Unlike other generations, millennials are not solely motivated by money and want a certain quality of life, a voice in decisions, and a work-life balance. Cohen Seglias is a firm that provides millennials with sophisticated, high-end legal work, a competitive compensation structure, and involvement in areas of the firm’s business operations. We strive to maintain an inclusive, family-oriented atmosphere and our attorneys and staff are members of the same team. We also encourage our attorneys to give their time and talents to issues they feel are important. For example, our young lawyers like the hands-on involvement we offer with charities such as Habitat for Humanity.
Does your firm employ any nonlawyer professionals in high-level positions (e.g. COO, business development officer, chief strategy officer, etc.)? If so, why is it advantageous to have a nonlawyer in that role? If not, have you considered hiring any?
Yes, in fact, the firm’s COO is not a lawyer and neither are our various business directors who lead our IT, marketing, HR, and operations departments. I believe that lawyers should focus on what they do best, which is the practice of law. Business directors who are non-lawyers tend to be better at business strategy and operations, and at Cohen Seglias we are in favor of having roles that play to each individual’s strengths.

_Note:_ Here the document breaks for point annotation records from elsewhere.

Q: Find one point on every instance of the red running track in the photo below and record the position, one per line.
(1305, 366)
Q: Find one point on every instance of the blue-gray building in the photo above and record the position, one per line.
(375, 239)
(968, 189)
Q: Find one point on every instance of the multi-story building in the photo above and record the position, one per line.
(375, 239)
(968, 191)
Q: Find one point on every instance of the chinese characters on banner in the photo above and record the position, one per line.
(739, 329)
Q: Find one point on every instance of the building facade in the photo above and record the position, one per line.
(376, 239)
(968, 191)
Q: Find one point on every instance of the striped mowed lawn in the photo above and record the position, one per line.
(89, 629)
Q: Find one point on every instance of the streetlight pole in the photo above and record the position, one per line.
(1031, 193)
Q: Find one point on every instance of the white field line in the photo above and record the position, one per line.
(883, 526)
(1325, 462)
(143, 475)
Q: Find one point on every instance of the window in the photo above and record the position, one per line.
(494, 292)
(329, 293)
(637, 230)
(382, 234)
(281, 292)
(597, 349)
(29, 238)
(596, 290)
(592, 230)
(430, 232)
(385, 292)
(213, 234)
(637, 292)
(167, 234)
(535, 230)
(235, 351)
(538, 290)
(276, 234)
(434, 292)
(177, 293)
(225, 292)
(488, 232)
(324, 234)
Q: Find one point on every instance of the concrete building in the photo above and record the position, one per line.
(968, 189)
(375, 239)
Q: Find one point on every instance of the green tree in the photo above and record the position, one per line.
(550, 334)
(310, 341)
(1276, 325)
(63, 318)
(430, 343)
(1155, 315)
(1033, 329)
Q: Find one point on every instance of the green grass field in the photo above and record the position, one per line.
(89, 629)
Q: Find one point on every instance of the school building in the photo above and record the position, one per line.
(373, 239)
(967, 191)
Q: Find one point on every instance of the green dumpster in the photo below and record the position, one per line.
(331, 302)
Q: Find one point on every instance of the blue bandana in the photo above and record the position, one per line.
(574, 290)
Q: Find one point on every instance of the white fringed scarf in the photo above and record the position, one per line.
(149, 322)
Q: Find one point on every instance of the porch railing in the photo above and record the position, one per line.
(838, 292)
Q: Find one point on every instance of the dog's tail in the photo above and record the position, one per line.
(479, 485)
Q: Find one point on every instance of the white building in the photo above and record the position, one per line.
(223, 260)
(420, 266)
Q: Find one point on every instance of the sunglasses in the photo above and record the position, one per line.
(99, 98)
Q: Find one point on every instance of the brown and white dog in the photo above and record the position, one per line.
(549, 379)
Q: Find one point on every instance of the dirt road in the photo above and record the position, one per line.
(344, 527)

What would you say is the most innovative thing your firm has done recently, whether it be technology advancements, internal operations, how you work with clients, etc.?
Cohen Seglias invests heavily in innovative technology. We are venturing into AI with document review and document management and expanded knowledge of information resources and management. We are also shifting to paperless and providing attorneys with tablets. In addition, the changes in our governance structure are different from what you might see at other law firms, and we are proud to be on the cutting-edge, bringing associates and partners together in subcommittees to help shape the business.
Does your firm have a succession plan in place? If so, what challenges do you face in trying to execute that plan? If you don’t currently have a plan, is it an issue your firm is thinking about?
As stated above, succession planning is a real challenge for the firm. While we do not have a plan entirely in place, the genesis of our plan began when we changed the compensation model five years ago and then changed our governance structure two years ago. We are changing the culture of the firm in order to successfully transition senior attorneys’ books of business and client assignments in the years to come.